4 Reasons Cooking With Your Partner Is The Best Thing You Ever Do For Your Relationship

While the health dividends brought on by choosing to cook at home are both plentiful and apparent, the relationship benefits are less often discussed. That’s right, relationship benefits!

For not only does cooking produce dozens of mentally and physically therapeutic side-effects (culinary therapy is currently being used to treat everything from depression and anxiety to eating disorders, ADHD and addiction), doing it with your partner has its own set of wonderful perks. Such as the following:

1. It’s good for your sex life.

In a 2016 study, researchers found that one in five Americans “say someone who is a good cook turns them on the most – the exact same amount (19 percent) as those who are most turned on by a nice body.” I encourage you to pause and really let that statistic sink in. A huge number of people are as turned on by cooking acumen as they are by hot bodies.

Indeed, a 2014 article by the Washington Post bore the headline, “Couples Who Share Housework Have The Most And Best Sex Lives.” That’s because tensions over unfair housework division are directly correlated to the likelihood of divorce—which is initiated twice as often by women than by men.

2. It increases your emotional bond.

Couples who do stuff together, stay together. A 2010 study by Stel & Vonk joins an ever-growing body of research that shows doing an activity with your partner creates a context in which the two of you can coordinate your actions.

This sort of nonverbal mimicry “helps people feel emotionally attuned with one another, and those who experience or engage in it tend to report greater feelings of having ‘bonded’ with their partner,” according to Psychology Today.

3. It strengthens communication.

But emotional bonds are strengthened in less subtle ways, too. Cooking together means spending quality time together—time spent discussing the events of the day, the future, ambitions and dreams. Time spent truly communicating. Without communication, the relationship is doomed.

According to Dr. Terri Orbuch, who headed up the Early Years of Marriage Project, most couples who have fallen into the routines of life only think they are communicating, when in fact what they’re really talking about is what she calls “maintaining the household,” or discussing chores, to-do lists, finances, etc. On the other hand, couples who do fun and challenging activities together have more time truly getting to know one another.
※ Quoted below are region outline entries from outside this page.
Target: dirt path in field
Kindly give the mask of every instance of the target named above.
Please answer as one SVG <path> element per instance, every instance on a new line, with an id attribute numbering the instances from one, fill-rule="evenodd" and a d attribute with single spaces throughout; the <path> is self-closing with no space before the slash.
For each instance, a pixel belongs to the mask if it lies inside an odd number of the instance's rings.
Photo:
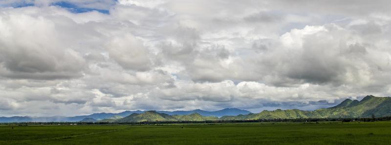
<path id="1" fill-rule="evenodd" d="M 126 127 L 121 129 L 113 129 L 113 130 L 110 130 L 104 131 L 101 131 L 101 132 L 91 132 L 86 134 L 78 134 L 78 135 L 69 135 L 69 136 L 64 136 L 61 137 L 57 137 L 54 138 L 43 138 L 43 139 L 38 139 L 35 140 L 20 140 L 20 141 L 0 141 L 0 145 L 12 145 L 12 144 L 20 144 L 23 143 L 27 143 L 29 142 L 33 142 L 33 141 L 48 141 L 48 140 L 63 140 L 63 139 L 71 139 L 71 138 L 78 138 L 81 137 L 85 137 L 87 136 L 90 136 L 96 134 L 105 134 L 105 133 L 112 133 L 114 132 L 117 132 L 123 130 L 125 130 L 127 129 L 130 128 L 130 127 Z"/>

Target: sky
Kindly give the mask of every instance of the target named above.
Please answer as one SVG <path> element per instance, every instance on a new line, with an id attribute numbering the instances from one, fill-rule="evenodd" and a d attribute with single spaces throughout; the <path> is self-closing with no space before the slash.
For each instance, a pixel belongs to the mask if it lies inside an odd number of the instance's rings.
<path id="1" fill-rule="evenodd" d="M 390 0 L 0 0 L 0 116 L 391 94 Z"/>

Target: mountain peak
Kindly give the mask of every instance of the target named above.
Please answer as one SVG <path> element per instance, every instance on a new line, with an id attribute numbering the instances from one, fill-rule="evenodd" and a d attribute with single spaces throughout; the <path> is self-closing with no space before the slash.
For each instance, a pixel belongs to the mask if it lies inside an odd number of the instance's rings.
<path id="1" fill-rule="evenodd" d="M 344 100 L 344 101 L 343 101 L 341 103 L 340 103 L 339 104 L 338 104 L 338 105 L 336 105 L 335 106 L 330 107 L 330 108 L 339 108 L 339 107 L 346 107 L 346 106 L 348 106 L 349 104 L 350 104 L 352 102 L 353 102 L 353 101 L 351 100 L 351 99 L 350 99 L 348 98 L 348 99 L 346 99 L 345 100 Z"/>
<path id="2" fill-rule="evenodd" d="M 364 97 L 364 98 L 363 98 L 363 99 L 361 100 L 361 101 L 360 101 L 360 102 L 365 101 L 374 98 L 376 98 L 376 97 L 373 96 L 372 95 L 368 95 L 367 96 L 365 96 L 365 97 Z"/>

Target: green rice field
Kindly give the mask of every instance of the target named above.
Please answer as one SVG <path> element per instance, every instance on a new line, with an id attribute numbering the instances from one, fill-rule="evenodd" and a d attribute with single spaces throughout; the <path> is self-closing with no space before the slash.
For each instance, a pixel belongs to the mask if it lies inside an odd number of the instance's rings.
<path id="1" fill-rule="evenodd" d="M 391 145 L 390 139 L 391 122 L 0 125 L 0 145 Z"/>

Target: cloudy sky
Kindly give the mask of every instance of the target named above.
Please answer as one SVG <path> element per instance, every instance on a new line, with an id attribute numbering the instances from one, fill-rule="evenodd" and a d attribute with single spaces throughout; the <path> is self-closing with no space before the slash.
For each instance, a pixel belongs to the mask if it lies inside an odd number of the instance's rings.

Lounging on the couch, staring at Instagram while a Netflix movie plays in the background does not count.

4. It boosts your physical health and mental wellbeing.

The phrase “you are what you eat” resides in the common vernacular for good reason: it’s true! The better you treat your body, the healthier foods you eat, the happier you’ll be. A recent study published in the American Journal of Public Health discovered that for every serving of fruits and veggies consumed, participants felt happier and more satisfied with their lives. Treat your body good, look good, feel good, and your relationships will undoubtedly thrive.

If you’re looking to strengthen your relationship with your partner (or with yourself!), the kitchen is an accessible, affordable, and fun place to start. Put on a catchy playlist, pop a bottle of cabernet, and whip up that shrimp scampi dish you’ve been wanting to try for months.